I have an assignment that involves building a language identifier (given text, predict which language is the text from) using Neural Nets. I wanted to use this opportunity to make a few posts to cement the idea into my head. I hope you find this intuitive and helpful.

So lets talk about NN in terms of classification, when I think of neural networks, I think of applying a multi-layered system to make a decision. Your feed the NN your data or information, it is then linearly transformed, then a nonlinear function is used on the linear transformation to further transform the information. Another linear transformation is done on the output of the non-linear function, then yet another nonlinear function (it can be different from the first) is used, so on and so forth. At the end of these transformations, a decision/classfication is made. One question I asked is why apply this linear then nonlinear transformation.
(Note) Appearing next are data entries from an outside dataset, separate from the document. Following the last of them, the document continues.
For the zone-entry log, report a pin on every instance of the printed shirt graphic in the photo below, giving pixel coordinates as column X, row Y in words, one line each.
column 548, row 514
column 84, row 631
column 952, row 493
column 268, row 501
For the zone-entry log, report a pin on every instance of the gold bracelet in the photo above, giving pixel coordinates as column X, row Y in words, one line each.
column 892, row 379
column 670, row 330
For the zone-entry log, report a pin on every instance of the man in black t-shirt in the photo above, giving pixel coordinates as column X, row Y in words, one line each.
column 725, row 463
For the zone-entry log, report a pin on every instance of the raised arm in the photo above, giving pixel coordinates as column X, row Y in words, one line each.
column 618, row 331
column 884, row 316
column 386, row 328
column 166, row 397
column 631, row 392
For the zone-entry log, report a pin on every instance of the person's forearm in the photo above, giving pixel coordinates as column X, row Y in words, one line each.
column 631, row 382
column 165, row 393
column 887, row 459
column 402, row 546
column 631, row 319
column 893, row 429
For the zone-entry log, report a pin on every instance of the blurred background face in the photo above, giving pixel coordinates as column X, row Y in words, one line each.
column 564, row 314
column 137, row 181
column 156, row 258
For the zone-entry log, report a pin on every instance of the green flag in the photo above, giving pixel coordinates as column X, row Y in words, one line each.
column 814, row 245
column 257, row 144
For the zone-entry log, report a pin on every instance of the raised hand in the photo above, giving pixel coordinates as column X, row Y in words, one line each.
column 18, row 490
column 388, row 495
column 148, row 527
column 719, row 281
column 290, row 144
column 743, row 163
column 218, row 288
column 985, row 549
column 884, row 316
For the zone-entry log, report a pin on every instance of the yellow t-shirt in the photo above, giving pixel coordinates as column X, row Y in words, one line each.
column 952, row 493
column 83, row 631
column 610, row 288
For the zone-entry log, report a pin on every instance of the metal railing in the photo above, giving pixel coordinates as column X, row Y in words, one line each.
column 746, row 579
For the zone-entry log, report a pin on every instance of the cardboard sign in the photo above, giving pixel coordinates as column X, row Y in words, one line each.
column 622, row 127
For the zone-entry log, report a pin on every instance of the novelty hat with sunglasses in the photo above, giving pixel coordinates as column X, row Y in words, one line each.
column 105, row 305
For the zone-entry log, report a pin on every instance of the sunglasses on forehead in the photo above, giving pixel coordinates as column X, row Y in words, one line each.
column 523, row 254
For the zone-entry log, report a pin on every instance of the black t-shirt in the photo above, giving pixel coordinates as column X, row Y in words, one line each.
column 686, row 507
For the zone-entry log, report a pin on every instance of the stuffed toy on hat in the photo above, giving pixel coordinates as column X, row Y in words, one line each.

To answer this, lets look at the units that make up NN and then at decision boundaries and how linear ones fail the XOR problem.

Units

This part will be brief. Just think of a unit as a weighted sum of the inputed data, plus an additional bias term. This looks like the following: \(\sum_{i=1}^{n}{w_{i}x_{i}} + bias\) where \(w_{i}\) are weights that correspond to each value in the data.

The XOR problem

The XOR problem takes two binary inputs, x1 and x2, and if x1=x2, then the result is classified as 0. If x1 != x2, then it is classified as 1. This is why the X in XOR stands for “exclusive”. So if we plot the combinations of x1 and x2, we get the plot below. If the point is red, then the x1, x2 combo was classified as 0. Similarly, blue points are classified as 1. Now, there are similar problem like XOR, known as AND. The solution to give the correct classification of is \(y = 1\) if \(\sum{w_{i}x_{i}} + b > 0\). Else, \(y=0\). To show that the formula works, take \(w_{1} = w_{2} = 1\) and \(b = -1\). Then \(\sum{w_{i}x_{i}} + b > 0\) if and only if \(x_{1} = x_{2} = 1\). Now, observe that the plot of the AND problem looks like this. Now what’s the key difference between the two plots? For the second plot, you can draw a straight line to separate the red point from the others. You can’t do this for the first plot. This is because the AND problem has what is known as a linear decision boundary. Another way of viewing this is is that \(\sum{w_{i}x_{i}} + b = 0\) is the equation of a line. All points to the right of the line would be points such that the sum is greater than 0, and thus would be classified as ‘One’. For the points on the left of the line, they are classified as ‘Zero’. This equation of a line is then the boundary of which decision to make. Since it’s a linear function, it’s called a linear decision boundary. Since the XOR problem can’t be separated by a straight line, it’s known as a not linearly separatable.